(Bloomberg) — For Janet Yellen, what a difference two months can make.
When the Federal Reserve in September held off from its first interest-rate increase since 2006, Yellen cited growing concerns about China’s market turmoil among the reasons. “A lot of our focus has been on risks around China,” she said in a press conference after the decision.
At the time, China’s leaders were struggling to contain the fallout from a $5 trillion stock market rout and an abrupt decision to devalue the yuan that sparked a flood of capital to leave the country. The turmoil rattled global investors and emerging markets amid concern China would spark another step down for world growth.
That was then.
Now, while Chinese economic indicators are mixed, its markets have calmed. The Shanghai stock market has gone from bear to bull. Capital-flow worries have eased, and the yuan has advanced more than 1 percent from a four-year low in August.
The exchange-rate gains have helped soothe worries that China was embarking on a competitive devaluation to boost its flagging exports, as part of a broader effort to meet a growth target of about 7 percent for the year.

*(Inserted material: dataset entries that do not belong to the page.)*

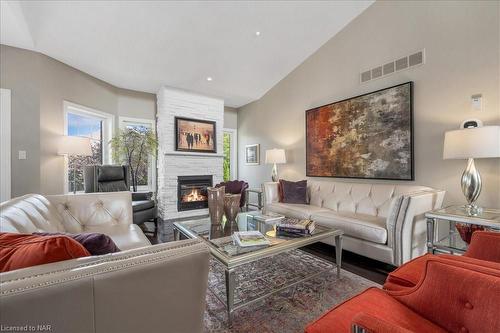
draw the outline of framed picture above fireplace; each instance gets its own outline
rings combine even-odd
[[[175,150],[216,153],[215,121],[175,117]]]
[[[413,83],[306,111],[309,177],[414,180]]]

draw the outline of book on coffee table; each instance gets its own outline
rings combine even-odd
[[[268,246],[269,240],[260,231],[240,231],[233,234],[233,239],[241,247]]]
[[[309,219],[284,218],[276,225],[278,236],[307,236],[310,235],[316,224]]]

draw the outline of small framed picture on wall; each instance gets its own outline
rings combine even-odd
[[[260,164],[260,144],[245,146],[245,164],[259,165]]]

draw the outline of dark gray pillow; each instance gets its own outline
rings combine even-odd
[[[289,182],[280,179],[283,203],[307,204],[307,180]]]

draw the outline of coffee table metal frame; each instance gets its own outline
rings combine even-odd
[[[307,237],[300,237],[300,238],[290,238],[286,239],[284,242],[281,242],[279,244],[275,244],[273,246],[269,246],[264,249],[256,250],[253,252],[249,253],[244,253],[244,254],[239,254],[237,256],[229,256],[222,252],[216,245],[212,244],[209,240],[205,239],[204,237],[199,236],[196,232],[190,230],[188,227],[184,226],[187,221],[183,222],[174,222],[174,237],[175,240],[180,239],[180,234],[183,234],[184,236],[188,238],[198,238],[203,240],[208,247],[210,248],[210,252],[212,256],[217,259],[223,266],[224,266],[224,272],[225,272],[225,280],[226,280],[226,300],[220,299],[215,293],[215,296],[223,303],[226,305],[227,308],[227,316],[228,316],[228,323],[231,325],[232,322],[232,314],[234,311],[238,310],[239,308],[252,304],[254,302],[257,302],[265,297],[268,297],[272,294],[275,294],[277,292],[282,291],[283,289],[292,287],[298,283],[301,283],[303,281],[309,280],[318,274],[323,273],[324,271],[317,272],[311,275],[308,275],[307,277],[304,277],[301,280],[295,281],[291,284],[285,285],[279,289],[273,290],[269,293],[266,293],[262,296],[259,296],[255,299],[252,299],[248,302],[244,303],[239,303],[238,305],[235,306],[234,304],[234,289],[236,287],[236,279],[235,279],[235,269],[238,266],[245,265],[254,261],[257,261],[259,259],[271,257],[273,255],[283,253],[289,250],[293,249],[298,249],[300,247],[316,243],[318,241],[333,237],[335,241],[335,259],[336,259],[336,268],[337,268],[337,276],[340,276],[340,267],[342,264],[342,235],[344,232],[342,230],[338,229],[329,229],[329,228],[324,228],[323,231],[307,236]]]

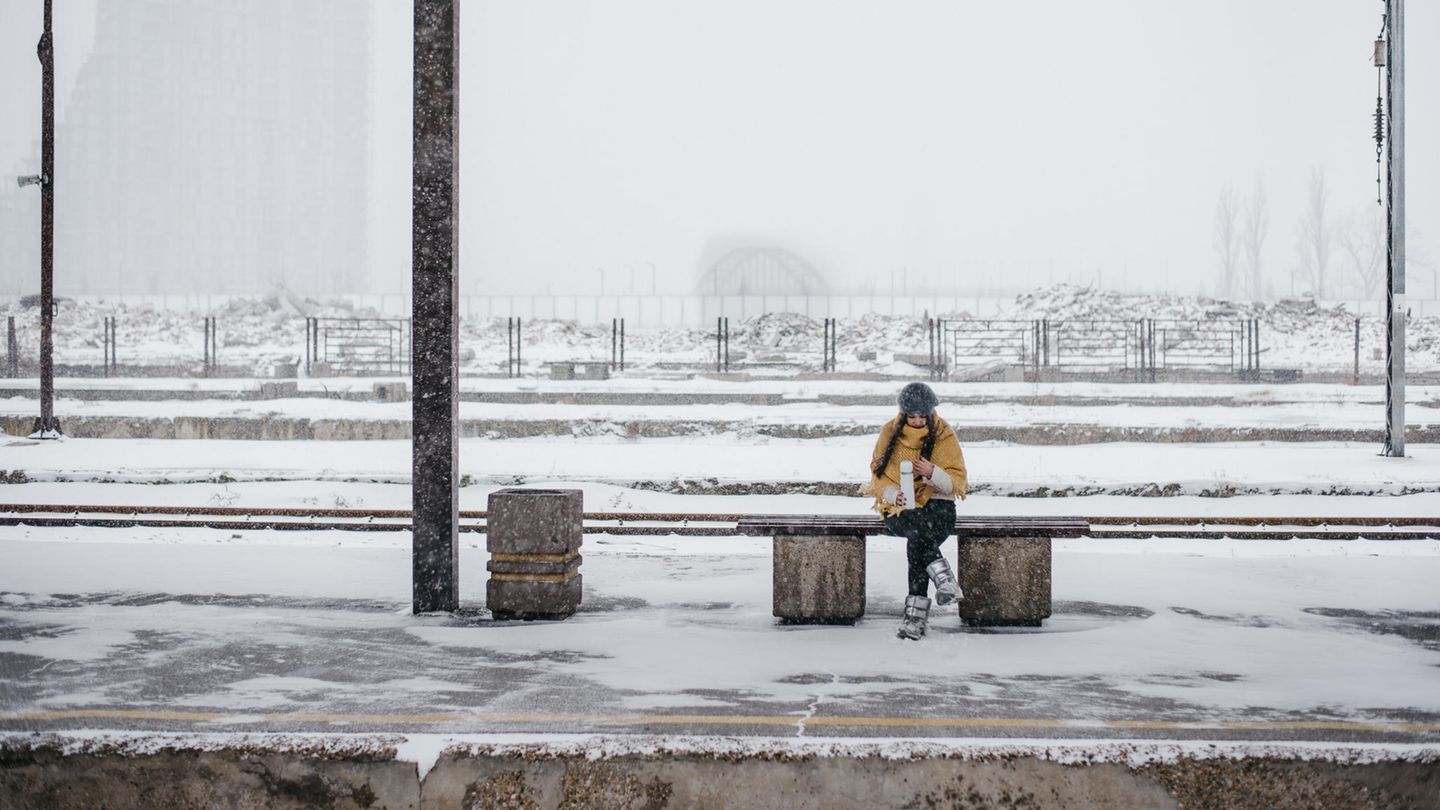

“The risks stemming from China’s outlook as perceived by Yellen and the Fed have definitely gone down in the last two months,” said Louis Kuijs, head of Asia economics at Oxford Economics in Hong Kong, who used to work at the World Bank.
That offers Yellen and her colleagues some cheer as they prepare for the year’s final meeting, Dec. 15-16 — when a rate rise is potentially a “live possibility,” the Fed chair has said.
It’s not just China’s markets that are stabilizing. On the ground, consumers are defying the slowdown in the industrial part of the economy. Data Wednesday showed retail sales in October grew at their fastest pace this year. Alibaba Group Holding Ltd.’s annual Singles’ Day promotion, a shopping-campaign twist on Valentine’s Day, exceeded the 57.1 billion yuan ($9 billion) 2014 level before midday.
Those gains on the consumption side are crucial as the government looks to ease off a reliance on debt-funded investment and heavy industry.